GoPuff Steers a Unique Path to Snacking

For digitally-minded consumers — and the brands hoping to reach them — convenience stores may not be convenient enough. Luckily, easier solutions are emerging beyond the traditional c-store.

Certainly, c-store traffic can help accelerate brand growth: after all, 22% of Americans visit a convenience store daily, and 61% visit a convenience store at least once a week, according to a recent survey by facility management firm Vixxo. But sales are declining; rising gas prices and apps like Instacart and Postmates are fulfilling consumers’ cravings for snacks, drinks and other consumer packaged goods (CPGs) without leaving their couches.

But another app is puffing away on the CPG delivery train by fusing convenience store merchandise and rapid, mobile device-driven fulfillment. GoPuff, a digital convenience retailer, aims to reach customers in under 30 minutes and provide a little fun along the way. With its founders, Yakir Gola and Rafael Ilishayev, first hawking late-night snacks out of a Plymouth Voyager on campus at Drexel University in 2013, GoPuff started small and simple. The company began with about 50 products; now more than half of its over 2,000 brands are food brands, from frozen meals to Talenti gelato, with its service available in over 80 locations, Liz Romaine, GoPuff’s director of communications, told NOSH.

GoPuff offers 24 hour service in larger markets and until 4:30 a.m. in smaller markets, with a $9 minimum and a flat $1.95 delivery fee. Customers can order from both the website and the app, which hit 276,284 downloads on iTunes and Google Play in the past 30 days, according to Crunchbase. GoPuff is the 25th most popular iPhone app in food and drink and has over 6,000 reviews on Apple’s app store.

“We’re redefining what ‘convenience’ means,” Daniel Folkman, GoPuff’s vp of business development and brand partnerships, told NOSH. “What started as getting things like books, shoes and clothes online has created or trained customers to realize that they should be able to get everything they want online.”

Along with continuing to build its roster of snack items and offering alcohol in some markets, the company also recently expanded baby and pet supplies. While the more well-known apps offer similar products and formats, GoPuff independently controls its entire process, including inventory, ordering and delivery, Romaine said.

The company operates a network of 70 5,000-10,000 square-foot distribution facilities, centrally located in its various U.S. markets, and will open a 300,000-square-foot distribution center in Gloucester County, N.J. in 2020, which will centralize the delivery process for its East Coast and Midwest markets and facilitate growth, Romaine said.

Since launching in 2013, the company has raised $8.25 million in VC backing from Anthos Capital, and its current markets include Chicago, Washington D.C. and over 100 college campuses, with Ann Arbor, Mich. and San Antonio the most recent additions. GoPuff will continue growing its product selection and locations, Romaine said.

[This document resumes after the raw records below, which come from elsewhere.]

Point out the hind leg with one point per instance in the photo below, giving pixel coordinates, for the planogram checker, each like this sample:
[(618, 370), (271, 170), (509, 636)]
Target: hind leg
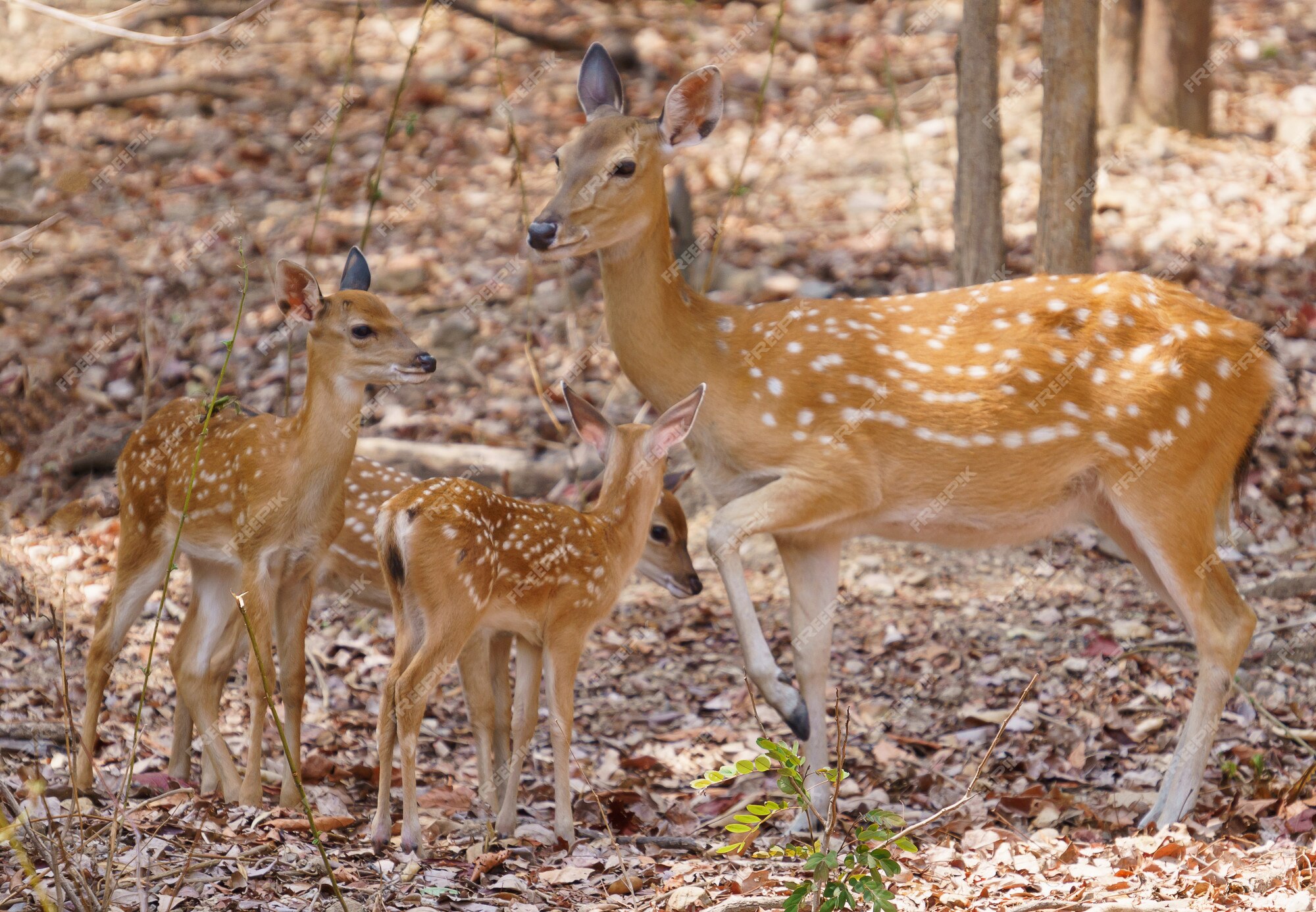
[(140, 570), (1175, 548), (198, 659)]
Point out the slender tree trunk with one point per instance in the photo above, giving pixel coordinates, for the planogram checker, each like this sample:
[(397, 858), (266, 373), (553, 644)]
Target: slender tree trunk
[(1176, 66), (1069, 136), (1122, 23), (980, 235)]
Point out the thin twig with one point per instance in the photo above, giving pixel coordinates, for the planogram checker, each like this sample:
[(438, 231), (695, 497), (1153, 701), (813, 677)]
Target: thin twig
[(122, 799), (290, 759), (23, 238), (164, 41), (377, 176), (1288, 732), (982, 765), (749, 147), (324, 184)]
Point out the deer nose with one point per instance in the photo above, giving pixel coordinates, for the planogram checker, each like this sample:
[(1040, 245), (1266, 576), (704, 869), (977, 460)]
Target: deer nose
[(542, 234)]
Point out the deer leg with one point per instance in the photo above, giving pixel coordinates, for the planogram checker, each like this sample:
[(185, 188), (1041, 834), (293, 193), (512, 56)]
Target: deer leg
[(290, 623), (477, 686), (141, 569), (564, 661), (1178, 549), (526, 714), (405, 649), (813, 570), (780, 506), (205, 626), (260, 603), (445, 634), (501, 648)]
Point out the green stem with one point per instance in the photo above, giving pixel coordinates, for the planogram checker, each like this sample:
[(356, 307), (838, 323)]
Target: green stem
[(373, 184), (122, 799), (288, 753), (324, 185)]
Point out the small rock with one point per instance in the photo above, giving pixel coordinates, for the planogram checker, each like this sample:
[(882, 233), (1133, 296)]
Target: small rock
[(688, 899), (880, 585)]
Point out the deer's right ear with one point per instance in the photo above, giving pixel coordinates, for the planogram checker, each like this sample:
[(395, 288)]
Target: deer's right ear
[(693, 109), (599, 85), (594, 430), (297, 291), (674, 426)]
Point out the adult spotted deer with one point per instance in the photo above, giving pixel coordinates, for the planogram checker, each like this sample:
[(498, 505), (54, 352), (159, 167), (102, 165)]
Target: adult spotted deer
[(459, 557), (266, 505), (352, 569), (1115, 398)]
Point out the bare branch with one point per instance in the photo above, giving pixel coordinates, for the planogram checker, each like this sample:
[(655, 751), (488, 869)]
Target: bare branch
[(145, 38)]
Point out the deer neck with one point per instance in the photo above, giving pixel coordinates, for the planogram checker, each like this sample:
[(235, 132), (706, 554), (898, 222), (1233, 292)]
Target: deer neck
[(324, 430), (624, 510), (660, 328)]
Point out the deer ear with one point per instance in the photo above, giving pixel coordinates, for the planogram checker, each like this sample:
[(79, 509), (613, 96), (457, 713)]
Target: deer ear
[(693, 109), (599, 85), (594, 430), (673, 481), (676, 423), (356, 273), (297, 291)]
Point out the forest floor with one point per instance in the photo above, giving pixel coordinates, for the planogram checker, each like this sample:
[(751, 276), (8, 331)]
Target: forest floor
[(849, 194)]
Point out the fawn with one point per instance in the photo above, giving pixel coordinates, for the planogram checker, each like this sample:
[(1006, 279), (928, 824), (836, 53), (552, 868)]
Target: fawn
[(266, 505), (352, 568), (1119, 399), (459, 557)]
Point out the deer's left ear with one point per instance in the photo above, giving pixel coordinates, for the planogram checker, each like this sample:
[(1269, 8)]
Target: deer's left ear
[(674, 426), (673, 481), (356, 273), (297, 291), (693, 109), (594, 430)]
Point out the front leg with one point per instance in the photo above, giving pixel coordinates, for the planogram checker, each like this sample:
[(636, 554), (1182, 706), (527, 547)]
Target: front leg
[(290, 622), (782, 506), (260, 602), (564, 661), (813, 568)]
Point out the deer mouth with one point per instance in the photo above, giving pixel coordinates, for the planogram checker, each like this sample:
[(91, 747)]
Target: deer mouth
[(564, 249)]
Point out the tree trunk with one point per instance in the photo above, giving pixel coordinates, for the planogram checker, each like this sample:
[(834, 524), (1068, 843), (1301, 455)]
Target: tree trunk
[(980, 235), (1176, 65), (1118, 72), (1069, 136)]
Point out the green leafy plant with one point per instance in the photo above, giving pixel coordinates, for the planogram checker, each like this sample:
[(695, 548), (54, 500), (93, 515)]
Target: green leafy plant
[(846, 877)]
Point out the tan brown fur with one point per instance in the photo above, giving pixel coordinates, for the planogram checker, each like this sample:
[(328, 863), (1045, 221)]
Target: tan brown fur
[(266, 505), (459, 557), (971, 418)]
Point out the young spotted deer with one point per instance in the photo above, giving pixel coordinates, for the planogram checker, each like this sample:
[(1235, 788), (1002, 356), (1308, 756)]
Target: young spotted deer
[(459, 557), (352, 568), (266, 503), (1115, 398)]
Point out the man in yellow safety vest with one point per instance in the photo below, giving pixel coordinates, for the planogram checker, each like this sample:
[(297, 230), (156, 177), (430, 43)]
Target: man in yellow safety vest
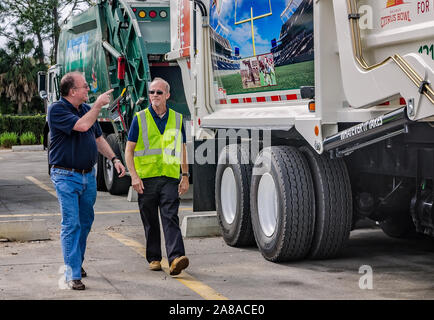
[(154, 155)]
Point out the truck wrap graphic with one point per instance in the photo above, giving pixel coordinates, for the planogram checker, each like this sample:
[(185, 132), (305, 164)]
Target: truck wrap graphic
[(261, 45)]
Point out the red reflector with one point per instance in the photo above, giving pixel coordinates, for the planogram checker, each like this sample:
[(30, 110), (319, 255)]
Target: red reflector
[(152, 14), (121, 68)]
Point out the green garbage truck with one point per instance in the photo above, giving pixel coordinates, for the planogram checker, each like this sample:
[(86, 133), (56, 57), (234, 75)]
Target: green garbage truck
[(304, 115), (119, 45)]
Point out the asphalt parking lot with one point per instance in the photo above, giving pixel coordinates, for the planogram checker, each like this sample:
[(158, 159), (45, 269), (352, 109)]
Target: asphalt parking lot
[(117, 268)]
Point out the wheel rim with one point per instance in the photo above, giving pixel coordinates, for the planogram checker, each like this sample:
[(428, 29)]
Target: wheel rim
[(109, 169), (228, 193), (267, 204)]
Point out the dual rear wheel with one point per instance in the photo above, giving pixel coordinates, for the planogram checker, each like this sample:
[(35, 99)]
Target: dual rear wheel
[(294, 203)]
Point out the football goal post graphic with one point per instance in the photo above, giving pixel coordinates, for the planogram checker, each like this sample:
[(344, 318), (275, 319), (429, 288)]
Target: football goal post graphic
[(256, 6)]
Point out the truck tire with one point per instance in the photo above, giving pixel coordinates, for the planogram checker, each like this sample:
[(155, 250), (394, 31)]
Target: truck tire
[(114, 184), (232, 195), (282, 204), (333, 204)]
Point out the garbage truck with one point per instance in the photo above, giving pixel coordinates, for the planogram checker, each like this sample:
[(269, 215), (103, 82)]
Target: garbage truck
[(304, 116)]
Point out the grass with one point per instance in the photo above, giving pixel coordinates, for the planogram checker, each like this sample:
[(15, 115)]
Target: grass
[(8, 139), (28, 138), (291, 76)]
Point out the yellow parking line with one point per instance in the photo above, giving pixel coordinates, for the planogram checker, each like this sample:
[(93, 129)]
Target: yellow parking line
[(186, 279), (42, 185), (58, 214), (23, 215)]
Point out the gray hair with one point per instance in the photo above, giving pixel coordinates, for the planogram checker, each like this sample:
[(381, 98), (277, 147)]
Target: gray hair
[(158, 79), (68, 82)]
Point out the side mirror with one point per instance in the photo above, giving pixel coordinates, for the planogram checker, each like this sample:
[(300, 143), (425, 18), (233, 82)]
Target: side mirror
[(307, 92), (43, 94), (42, 84)]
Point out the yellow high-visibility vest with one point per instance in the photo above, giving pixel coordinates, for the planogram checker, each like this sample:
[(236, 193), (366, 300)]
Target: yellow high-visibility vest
[(157, 154)]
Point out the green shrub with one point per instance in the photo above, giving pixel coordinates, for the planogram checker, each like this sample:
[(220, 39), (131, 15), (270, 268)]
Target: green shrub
[(28, 138), (8, 139), (21, 124)]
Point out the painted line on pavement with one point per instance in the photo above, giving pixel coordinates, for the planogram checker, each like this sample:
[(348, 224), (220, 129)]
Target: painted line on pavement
[(23, 215), (186, 279)]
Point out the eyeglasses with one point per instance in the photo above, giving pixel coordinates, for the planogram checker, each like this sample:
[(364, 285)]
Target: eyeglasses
[(157, 92), (86, 86)]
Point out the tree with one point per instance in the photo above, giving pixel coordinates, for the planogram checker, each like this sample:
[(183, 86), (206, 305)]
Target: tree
[(40, 19), (18, 82)]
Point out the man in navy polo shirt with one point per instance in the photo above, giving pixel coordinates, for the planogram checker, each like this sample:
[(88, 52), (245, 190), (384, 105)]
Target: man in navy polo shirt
[(75, 139)]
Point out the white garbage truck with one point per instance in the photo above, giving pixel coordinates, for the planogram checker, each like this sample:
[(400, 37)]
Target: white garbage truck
[(304, 115), (307, 116)]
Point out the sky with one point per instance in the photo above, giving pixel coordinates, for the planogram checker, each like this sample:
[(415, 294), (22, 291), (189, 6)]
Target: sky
[(265, 29)]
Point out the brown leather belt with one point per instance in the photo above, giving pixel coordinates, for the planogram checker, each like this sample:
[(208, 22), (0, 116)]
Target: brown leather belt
[(82, 171)]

The app’s ability to reach college-aged consumers, who are sometimes using their purchasing power for the first time, is a big draw for Conagra. The food giant sells its entire line of snacks on the app, Lisa Matos, Conagra’s senior director of e-commerce, told NOSH.

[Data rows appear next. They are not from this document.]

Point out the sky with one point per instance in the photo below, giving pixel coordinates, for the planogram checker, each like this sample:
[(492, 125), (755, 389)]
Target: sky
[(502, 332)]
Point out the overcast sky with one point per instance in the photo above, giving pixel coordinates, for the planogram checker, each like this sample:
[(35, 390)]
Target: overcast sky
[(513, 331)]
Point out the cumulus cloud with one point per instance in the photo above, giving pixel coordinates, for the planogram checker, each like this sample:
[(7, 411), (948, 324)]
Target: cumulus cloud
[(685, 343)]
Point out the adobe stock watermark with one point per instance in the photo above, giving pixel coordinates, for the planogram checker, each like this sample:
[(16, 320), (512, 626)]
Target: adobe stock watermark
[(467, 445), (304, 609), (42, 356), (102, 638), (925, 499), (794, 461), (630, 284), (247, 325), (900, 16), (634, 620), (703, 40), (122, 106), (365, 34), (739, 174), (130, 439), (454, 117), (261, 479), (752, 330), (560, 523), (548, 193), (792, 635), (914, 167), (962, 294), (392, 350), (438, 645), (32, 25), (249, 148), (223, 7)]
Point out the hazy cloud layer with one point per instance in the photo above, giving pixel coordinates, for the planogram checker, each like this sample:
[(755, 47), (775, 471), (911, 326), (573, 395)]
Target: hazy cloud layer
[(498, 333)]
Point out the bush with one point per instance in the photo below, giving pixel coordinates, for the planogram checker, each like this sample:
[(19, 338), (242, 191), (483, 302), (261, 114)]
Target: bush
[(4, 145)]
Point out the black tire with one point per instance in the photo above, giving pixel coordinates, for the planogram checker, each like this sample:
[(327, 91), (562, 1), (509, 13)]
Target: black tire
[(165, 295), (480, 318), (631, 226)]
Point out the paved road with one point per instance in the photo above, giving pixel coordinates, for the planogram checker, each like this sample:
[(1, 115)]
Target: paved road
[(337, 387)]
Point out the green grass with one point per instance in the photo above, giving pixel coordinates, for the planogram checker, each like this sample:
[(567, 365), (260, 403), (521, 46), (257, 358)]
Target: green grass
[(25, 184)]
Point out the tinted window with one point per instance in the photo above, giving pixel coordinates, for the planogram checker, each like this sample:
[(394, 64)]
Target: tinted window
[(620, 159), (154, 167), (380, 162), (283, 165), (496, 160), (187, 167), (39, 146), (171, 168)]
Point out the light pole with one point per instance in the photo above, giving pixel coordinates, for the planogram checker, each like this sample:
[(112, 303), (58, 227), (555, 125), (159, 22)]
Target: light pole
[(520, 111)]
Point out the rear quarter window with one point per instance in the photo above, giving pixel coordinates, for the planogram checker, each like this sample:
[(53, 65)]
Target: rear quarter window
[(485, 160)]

In a nod to its mainly millennial and Gen Z audience, GoPuff’s branding is lighthearted; for example, customers can call a “Homie Hotline” — or send an email — 24/7 to ask questions. However, the app has users of all ages, Romaine said.

In connecting with an overstimulated consumer through a user-friendly app, GoPuff aims to create “really cool experiences and opportunities” for customers, Folkman said. That opportunity makes GoPuff a unique online retailer, Matos said; Conagra recently partnered with GoPuff to create Andy Capp’s Fully Baked Hot Munchies, a “4/20” limited time offer.

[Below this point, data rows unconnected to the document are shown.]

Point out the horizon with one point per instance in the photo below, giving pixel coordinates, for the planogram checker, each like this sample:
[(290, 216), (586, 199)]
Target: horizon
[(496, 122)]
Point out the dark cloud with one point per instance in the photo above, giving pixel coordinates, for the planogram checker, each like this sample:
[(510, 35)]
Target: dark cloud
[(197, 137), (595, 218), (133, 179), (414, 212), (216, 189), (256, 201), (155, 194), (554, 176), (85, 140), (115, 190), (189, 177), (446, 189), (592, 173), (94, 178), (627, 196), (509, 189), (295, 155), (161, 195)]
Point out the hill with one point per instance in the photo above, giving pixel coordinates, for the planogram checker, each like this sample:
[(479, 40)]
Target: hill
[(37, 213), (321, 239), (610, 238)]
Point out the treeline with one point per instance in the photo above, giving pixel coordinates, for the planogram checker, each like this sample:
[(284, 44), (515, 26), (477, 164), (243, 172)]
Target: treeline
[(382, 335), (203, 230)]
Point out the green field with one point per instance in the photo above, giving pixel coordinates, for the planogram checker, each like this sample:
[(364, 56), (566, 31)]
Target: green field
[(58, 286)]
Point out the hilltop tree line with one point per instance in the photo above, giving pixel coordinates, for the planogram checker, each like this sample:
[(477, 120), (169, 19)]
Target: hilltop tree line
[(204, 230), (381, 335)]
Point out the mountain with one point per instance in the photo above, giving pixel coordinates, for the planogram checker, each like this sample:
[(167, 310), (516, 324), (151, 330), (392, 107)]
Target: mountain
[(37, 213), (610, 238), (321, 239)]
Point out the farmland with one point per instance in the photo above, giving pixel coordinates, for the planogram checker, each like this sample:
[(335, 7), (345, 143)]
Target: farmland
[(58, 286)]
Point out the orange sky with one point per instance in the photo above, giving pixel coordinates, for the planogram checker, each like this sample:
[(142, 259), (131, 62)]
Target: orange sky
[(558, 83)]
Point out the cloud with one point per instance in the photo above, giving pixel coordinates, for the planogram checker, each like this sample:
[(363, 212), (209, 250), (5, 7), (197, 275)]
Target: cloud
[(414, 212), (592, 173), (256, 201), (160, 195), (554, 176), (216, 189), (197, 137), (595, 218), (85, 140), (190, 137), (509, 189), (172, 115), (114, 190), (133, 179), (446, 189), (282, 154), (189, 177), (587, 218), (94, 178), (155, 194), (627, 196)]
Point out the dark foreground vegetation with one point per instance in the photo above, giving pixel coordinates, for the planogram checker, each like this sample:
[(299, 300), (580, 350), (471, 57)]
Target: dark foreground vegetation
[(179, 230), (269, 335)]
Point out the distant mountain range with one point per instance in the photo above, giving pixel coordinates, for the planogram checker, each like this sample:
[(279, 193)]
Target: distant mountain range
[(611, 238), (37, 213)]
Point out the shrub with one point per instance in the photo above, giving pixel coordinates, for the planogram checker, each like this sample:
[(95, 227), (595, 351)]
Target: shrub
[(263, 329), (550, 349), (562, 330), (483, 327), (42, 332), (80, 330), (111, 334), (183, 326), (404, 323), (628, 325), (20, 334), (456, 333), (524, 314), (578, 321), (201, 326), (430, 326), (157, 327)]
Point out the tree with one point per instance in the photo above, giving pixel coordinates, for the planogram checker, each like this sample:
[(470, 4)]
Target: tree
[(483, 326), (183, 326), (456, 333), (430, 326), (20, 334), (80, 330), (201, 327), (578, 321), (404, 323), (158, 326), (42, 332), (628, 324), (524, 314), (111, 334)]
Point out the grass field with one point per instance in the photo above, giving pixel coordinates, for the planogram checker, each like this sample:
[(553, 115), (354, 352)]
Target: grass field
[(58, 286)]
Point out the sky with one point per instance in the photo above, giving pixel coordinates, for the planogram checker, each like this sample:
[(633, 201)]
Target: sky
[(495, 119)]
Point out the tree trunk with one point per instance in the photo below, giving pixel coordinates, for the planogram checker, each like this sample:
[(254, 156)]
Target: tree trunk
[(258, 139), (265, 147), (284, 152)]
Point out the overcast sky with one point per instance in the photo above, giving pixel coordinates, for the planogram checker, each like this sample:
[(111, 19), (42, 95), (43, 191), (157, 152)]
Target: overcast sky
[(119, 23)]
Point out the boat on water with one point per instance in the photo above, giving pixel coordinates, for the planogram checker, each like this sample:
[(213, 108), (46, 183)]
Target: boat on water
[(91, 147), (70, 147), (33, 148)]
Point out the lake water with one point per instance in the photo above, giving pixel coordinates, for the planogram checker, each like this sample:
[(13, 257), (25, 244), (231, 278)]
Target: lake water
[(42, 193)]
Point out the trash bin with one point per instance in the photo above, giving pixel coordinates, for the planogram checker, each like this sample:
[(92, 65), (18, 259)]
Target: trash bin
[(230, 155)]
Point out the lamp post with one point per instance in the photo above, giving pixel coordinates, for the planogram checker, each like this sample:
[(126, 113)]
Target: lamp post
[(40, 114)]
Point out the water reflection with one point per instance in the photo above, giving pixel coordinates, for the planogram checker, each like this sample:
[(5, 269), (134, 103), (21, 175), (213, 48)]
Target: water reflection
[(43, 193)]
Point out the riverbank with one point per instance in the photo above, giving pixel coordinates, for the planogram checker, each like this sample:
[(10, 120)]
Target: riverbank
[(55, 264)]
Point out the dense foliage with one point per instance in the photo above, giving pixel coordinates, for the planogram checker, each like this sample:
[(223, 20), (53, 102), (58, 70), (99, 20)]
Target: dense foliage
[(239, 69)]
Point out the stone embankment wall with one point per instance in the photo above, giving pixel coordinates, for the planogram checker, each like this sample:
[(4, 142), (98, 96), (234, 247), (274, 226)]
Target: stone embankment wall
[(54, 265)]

“We customize all of our partnerships; I wouldn’t say there’s a typical partnership,” Romaine said. “Our business development team works with all different aspects to make sure we’re connecting products and people.”

Angie’s Boomchickapop, owned by Conagra, is the best-selling natural snack on GoPuff, Romaine said, with other top-selling natural brands including Utz Good Health vegetable chips and Nature Valley, along with Dang Chips, Dietz & Watson jerky, RXBars and P3 Portable Protein Packs. Though larger commercial brand snacks remain popular on the app, demand for natural snack offerings is growing, Folkman said.

“Customers are asking for healthy alternatives so that they can still indulge in their cravings but not feel like they’ve gone too far,” Folkman said. “We’re constantly looking for the best products both from big brands that have been around for a long time and the rapidly increasing amount of smaller upstarts focused on catering to specific customer needs or wants.”

For One Culture Foods, which produces artisanal instant noodle cups and sauces, GoPuff helps the brand reach markets where it lacks retail penetration, along with customers who don’t shop in grocery stores and impulsive buyers, Hansen Shieh, One Culture’s founder and CEO, said.

“GoPuff allows us to be available to people exactly when they want it (now) and where they want it (on their couch),” Shieh said. “Younger consumers are fickle, and if you aren’t readily available at the exact moment the inspiration hits them then there’s a good chance the ship has sailed.”